Inventory best practices

Inventory represents another important area in a lot of organizations. This article provides a list of inventory best practices.

1. A list of inventory best practices

Inventory Reconciliations.  Inventory subledger/detailed records should be reconciled to the general ledger on a periodic basis.  Such reconciliations should be reviewed and approved by a person independent of the reconciliation process.

Minimal Quantity on Hand.  Only keep enough inventory on hand to satisfy your requirements (whether for production, sales, or internal consumption).  Having high inventory stock levels freezes up your cash invested in purchasing and maintaining inventory.  Lower inventory levels will help with inventory turnover and potential obsolescence issues.
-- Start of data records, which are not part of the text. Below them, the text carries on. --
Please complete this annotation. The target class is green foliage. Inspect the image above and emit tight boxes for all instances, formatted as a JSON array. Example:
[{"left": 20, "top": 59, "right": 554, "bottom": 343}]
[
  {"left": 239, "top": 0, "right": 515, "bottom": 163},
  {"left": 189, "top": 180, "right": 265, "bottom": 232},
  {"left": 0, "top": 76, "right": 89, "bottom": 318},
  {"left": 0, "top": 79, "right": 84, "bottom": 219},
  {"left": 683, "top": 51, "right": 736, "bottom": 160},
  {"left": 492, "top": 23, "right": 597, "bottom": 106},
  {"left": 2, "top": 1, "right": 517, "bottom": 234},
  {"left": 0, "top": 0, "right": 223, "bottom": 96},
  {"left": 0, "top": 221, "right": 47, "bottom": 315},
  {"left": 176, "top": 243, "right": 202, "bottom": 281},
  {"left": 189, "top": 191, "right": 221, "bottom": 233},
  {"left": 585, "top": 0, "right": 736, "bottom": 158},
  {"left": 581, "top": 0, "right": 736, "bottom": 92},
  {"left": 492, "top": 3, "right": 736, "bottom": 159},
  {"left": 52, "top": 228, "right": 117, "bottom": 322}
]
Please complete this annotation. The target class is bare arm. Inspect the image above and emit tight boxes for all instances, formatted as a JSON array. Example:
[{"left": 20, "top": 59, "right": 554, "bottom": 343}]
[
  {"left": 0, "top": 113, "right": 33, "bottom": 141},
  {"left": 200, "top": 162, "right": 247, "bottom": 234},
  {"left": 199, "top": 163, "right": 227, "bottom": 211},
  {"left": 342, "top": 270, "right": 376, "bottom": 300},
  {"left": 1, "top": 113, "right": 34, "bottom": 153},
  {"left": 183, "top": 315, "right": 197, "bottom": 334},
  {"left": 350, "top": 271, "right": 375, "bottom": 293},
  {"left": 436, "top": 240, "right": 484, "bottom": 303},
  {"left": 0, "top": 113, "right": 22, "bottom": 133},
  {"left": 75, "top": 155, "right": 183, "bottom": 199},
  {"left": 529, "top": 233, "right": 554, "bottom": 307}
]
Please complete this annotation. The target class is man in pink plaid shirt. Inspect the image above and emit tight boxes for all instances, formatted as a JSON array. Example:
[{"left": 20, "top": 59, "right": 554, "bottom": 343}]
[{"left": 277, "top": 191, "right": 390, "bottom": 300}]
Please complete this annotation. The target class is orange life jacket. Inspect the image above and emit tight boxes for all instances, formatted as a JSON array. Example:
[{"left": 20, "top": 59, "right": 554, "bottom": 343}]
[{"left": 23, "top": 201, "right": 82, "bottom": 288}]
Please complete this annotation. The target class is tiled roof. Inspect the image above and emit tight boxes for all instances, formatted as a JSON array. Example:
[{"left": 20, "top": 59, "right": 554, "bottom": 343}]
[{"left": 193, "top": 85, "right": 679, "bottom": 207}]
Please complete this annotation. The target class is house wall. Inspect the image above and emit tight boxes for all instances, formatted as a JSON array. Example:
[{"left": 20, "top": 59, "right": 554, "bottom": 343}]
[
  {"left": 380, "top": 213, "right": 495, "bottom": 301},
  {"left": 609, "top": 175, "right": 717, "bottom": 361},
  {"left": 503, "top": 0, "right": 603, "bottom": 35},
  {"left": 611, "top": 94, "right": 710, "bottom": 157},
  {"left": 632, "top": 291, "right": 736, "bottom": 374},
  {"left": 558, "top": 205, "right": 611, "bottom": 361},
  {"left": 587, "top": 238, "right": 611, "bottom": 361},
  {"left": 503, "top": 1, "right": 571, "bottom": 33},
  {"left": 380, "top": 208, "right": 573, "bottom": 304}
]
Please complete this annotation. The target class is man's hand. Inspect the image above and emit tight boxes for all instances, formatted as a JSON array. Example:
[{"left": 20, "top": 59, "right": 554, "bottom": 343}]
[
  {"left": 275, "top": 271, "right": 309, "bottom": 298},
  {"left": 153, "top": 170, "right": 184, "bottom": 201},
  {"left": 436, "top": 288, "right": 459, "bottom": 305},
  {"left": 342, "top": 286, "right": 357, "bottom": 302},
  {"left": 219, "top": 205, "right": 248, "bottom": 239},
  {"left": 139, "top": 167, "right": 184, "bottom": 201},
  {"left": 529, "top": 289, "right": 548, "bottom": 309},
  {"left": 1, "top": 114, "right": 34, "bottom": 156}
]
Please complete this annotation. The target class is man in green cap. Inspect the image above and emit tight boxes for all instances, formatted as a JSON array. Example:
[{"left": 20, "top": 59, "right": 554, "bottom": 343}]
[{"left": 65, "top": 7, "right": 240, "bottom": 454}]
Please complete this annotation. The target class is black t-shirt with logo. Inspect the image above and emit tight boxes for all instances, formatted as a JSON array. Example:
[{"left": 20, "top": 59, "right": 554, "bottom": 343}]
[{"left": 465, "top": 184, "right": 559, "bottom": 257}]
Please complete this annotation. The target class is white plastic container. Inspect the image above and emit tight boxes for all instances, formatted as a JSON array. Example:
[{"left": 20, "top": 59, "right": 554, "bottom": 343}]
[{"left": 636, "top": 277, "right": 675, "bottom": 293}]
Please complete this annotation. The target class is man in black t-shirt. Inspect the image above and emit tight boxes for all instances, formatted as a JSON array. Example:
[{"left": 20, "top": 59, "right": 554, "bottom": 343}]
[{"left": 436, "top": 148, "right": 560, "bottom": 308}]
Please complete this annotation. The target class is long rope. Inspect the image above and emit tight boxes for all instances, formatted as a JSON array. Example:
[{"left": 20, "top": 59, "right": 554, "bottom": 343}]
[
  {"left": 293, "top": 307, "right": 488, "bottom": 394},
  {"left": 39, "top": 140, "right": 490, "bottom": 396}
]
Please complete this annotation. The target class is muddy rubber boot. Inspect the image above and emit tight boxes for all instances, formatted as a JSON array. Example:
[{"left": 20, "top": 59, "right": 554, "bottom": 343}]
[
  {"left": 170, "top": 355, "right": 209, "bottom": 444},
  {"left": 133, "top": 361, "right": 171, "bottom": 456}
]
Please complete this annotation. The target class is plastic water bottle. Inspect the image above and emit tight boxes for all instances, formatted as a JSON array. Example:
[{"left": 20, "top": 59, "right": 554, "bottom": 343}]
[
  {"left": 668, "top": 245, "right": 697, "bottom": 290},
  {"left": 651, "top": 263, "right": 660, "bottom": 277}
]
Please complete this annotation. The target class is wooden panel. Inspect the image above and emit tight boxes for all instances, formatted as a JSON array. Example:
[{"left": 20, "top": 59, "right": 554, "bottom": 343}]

A word of caution, a sudden need for a large quantity of inventory (for example, for a surprise large customer order) may put your in an unfavorable situation if you can’t source such inventory quickly, so use minimal quantity on hand carefully.

Costing.  If you are using standard costing, you may need to update your standard costs annually or more frequently depending on inventory price fluctuations.  Recall that there is no concept of standard costing for external financial reporting and all inventory balances should be recorded at actual costs or their (close) approximations.  Thus, if you use standard costing, you may need to adjust your inventory balances to approximate actual costs by analyzing and recording purchase price variances (e.g., difference between standard costs and actual costs).
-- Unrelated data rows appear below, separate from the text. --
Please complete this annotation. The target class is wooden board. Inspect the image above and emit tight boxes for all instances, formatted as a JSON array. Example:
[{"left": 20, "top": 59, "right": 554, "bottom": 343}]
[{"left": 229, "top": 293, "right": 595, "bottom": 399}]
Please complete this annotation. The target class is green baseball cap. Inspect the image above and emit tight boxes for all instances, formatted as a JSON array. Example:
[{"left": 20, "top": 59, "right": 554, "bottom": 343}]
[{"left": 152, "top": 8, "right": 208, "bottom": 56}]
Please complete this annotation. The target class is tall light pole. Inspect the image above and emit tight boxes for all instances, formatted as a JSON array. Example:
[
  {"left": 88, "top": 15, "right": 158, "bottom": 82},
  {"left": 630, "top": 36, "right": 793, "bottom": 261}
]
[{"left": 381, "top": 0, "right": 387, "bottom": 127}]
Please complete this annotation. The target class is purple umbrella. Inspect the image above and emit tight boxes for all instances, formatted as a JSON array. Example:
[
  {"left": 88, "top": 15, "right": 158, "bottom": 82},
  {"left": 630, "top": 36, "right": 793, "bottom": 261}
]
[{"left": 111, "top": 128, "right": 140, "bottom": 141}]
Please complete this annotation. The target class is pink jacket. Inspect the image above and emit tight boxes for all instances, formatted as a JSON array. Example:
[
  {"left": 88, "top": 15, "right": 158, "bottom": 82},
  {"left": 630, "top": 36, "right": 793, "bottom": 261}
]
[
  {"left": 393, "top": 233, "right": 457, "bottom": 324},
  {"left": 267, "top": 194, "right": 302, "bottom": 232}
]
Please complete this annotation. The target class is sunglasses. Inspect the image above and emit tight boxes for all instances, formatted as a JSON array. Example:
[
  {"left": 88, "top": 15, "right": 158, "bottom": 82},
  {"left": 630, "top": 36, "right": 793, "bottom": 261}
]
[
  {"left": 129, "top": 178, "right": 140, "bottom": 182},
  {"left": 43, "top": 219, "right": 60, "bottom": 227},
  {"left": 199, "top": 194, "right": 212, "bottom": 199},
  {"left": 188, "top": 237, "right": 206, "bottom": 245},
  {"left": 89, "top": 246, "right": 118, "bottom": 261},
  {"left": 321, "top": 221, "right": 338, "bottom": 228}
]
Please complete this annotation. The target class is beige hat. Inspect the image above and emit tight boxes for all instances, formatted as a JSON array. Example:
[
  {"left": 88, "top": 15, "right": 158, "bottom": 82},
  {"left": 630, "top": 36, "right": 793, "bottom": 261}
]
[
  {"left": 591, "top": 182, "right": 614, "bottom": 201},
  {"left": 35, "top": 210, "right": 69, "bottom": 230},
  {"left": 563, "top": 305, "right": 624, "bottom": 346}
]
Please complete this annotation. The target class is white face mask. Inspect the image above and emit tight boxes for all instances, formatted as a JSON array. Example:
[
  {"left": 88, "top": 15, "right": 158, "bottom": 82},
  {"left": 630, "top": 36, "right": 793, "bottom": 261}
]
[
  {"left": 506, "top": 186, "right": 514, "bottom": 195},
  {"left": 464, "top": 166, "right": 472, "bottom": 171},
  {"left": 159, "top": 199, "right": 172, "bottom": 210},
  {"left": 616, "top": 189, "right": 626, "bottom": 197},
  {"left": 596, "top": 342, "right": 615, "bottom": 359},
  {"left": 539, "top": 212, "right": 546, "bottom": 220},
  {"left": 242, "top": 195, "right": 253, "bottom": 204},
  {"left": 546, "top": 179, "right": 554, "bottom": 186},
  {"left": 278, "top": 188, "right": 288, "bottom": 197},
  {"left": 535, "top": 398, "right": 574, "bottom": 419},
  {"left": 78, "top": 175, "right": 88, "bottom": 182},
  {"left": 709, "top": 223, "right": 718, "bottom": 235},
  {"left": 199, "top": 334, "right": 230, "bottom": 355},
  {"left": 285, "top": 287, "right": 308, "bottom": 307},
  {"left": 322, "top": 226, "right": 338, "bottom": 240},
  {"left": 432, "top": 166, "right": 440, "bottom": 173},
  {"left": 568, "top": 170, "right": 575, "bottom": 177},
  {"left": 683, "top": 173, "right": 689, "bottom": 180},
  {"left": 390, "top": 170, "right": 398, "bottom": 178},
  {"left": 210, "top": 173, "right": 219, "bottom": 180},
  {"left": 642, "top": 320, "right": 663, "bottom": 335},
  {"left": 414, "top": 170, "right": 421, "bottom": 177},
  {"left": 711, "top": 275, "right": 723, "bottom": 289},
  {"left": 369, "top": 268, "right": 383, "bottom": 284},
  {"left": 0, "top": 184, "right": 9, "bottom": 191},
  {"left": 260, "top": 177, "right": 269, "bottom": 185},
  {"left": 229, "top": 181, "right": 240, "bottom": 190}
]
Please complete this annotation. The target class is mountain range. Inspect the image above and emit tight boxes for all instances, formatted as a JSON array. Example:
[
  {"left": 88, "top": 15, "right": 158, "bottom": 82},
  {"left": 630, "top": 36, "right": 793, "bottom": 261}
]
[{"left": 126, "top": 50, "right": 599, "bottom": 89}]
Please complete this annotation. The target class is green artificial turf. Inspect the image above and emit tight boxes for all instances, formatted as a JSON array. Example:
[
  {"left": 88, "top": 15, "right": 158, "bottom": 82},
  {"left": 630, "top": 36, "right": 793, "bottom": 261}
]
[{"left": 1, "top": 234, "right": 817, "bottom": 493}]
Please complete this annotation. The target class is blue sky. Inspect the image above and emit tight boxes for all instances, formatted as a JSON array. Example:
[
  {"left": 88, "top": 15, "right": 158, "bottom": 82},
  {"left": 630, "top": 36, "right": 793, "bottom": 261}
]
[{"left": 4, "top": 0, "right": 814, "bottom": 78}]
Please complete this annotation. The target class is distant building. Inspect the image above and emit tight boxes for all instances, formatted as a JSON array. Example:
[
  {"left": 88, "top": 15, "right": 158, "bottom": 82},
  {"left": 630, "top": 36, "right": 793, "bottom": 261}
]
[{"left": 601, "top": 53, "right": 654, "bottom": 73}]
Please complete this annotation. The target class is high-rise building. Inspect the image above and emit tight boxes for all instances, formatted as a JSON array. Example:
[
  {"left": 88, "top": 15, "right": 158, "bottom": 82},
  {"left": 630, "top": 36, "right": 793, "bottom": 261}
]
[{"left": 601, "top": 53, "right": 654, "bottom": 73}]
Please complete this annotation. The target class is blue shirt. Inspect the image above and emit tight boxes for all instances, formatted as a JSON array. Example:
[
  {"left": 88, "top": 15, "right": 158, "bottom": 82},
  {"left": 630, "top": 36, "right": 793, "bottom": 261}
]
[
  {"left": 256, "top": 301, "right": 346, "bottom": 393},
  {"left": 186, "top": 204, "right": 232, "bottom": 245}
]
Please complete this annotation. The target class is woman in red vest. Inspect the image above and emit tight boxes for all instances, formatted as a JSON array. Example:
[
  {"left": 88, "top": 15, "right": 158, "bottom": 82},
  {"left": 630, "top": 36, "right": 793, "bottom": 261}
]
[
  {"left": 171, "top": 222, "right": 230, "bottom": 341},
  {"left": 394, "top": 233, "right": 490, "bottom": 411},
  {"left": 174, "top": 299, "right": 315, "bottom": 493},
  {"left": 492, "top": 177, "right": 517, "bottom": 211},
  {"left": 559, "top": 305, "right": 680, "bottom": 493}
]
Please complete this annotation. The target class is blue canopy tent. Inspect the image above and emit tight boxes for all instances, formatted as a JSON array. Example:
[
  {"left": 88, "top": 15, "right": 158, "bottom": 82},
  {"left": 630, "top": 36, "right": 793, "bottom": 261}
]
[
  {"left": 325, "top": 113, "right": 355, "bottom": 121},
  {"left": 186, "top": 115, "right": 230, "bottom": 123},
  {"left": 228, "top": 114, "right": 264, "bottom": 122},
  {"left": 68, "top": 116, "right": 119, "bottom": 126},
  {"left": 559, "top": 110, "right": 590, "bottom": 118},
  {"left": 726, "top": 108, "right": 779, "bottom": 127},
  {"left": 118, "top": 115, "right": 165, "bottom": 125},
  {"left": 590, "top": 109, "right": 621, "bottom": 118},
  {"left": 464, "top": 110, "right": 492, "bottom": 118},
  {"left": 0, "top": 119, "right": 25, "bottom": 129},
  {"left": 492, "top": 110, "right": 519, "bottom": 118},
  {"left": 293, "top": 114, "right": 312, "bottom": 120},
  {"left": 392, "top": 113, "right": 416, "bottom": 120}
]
Inventory Counts.  This is one of the most important aspects of managing and accounting for inventory.  Usually, if an inventory balance is material, accounting standards require annual inventory counts.  Consider using bar codes and readers to speed up counts and increase accuracy.

Cycle Counts.  Cycle counts is a form of an inventory physical where inventory items are counted multiple times a year, usually based on certain rules.  For example, all inventory items can be grouped into several categories based on the turnover and value.  High turnover and high value items may be counted more frequently while low turnover and low value items are counted less frequently.  Cycle counts is a great alternative or an addition to annual inventory counts.

Small Immaterial Inventory Items.  These items (like screws, etc.) tend to add work if they are treated as inventory.  For example, production requisitions need to be filled out when they are taken to production; counts need to be performed as part of annual counts or cycle counts.  If the value of such items is not significant and it is in line with your industry practices, consider expensing them when they are acquired instead of recording them as inventory.

Analyze Inventory for Obsolescence.  Regardless of a method utilized to do that, inventory should be analyzed for obsolescence periodically.  If obsolete inventory is identified, it should be reserved for (i.e., a reserve created for the amount of inventory obsolescence). One way to analyze obsolescence is to create reports that show historical consumption of inventory and compare that information to the perpetual inventory balances to determine how much inventory is available on hand (e.g., there are enough units of Part A on hand to last three years).  This can give a clue as to how much obsolescence there is.

Segregate Consigned Inventory.  If your company maintains consigned inventory, it is a best practice to segregate it from your own inventory.  Recall that consigned inventory (e.g., customers’ inventory on your premises) is not recorded on your books, but still needs to be tracked and accounted for.

Use KPIs.  Key performance indicators related to inventory may alarm you about unusual trends or potential issues.  Consider things like these: (a) inventory turnover, (b) inventory aging, (c) inventory reserve rate, and so forth.  There may be specific metrics applicable to your industry.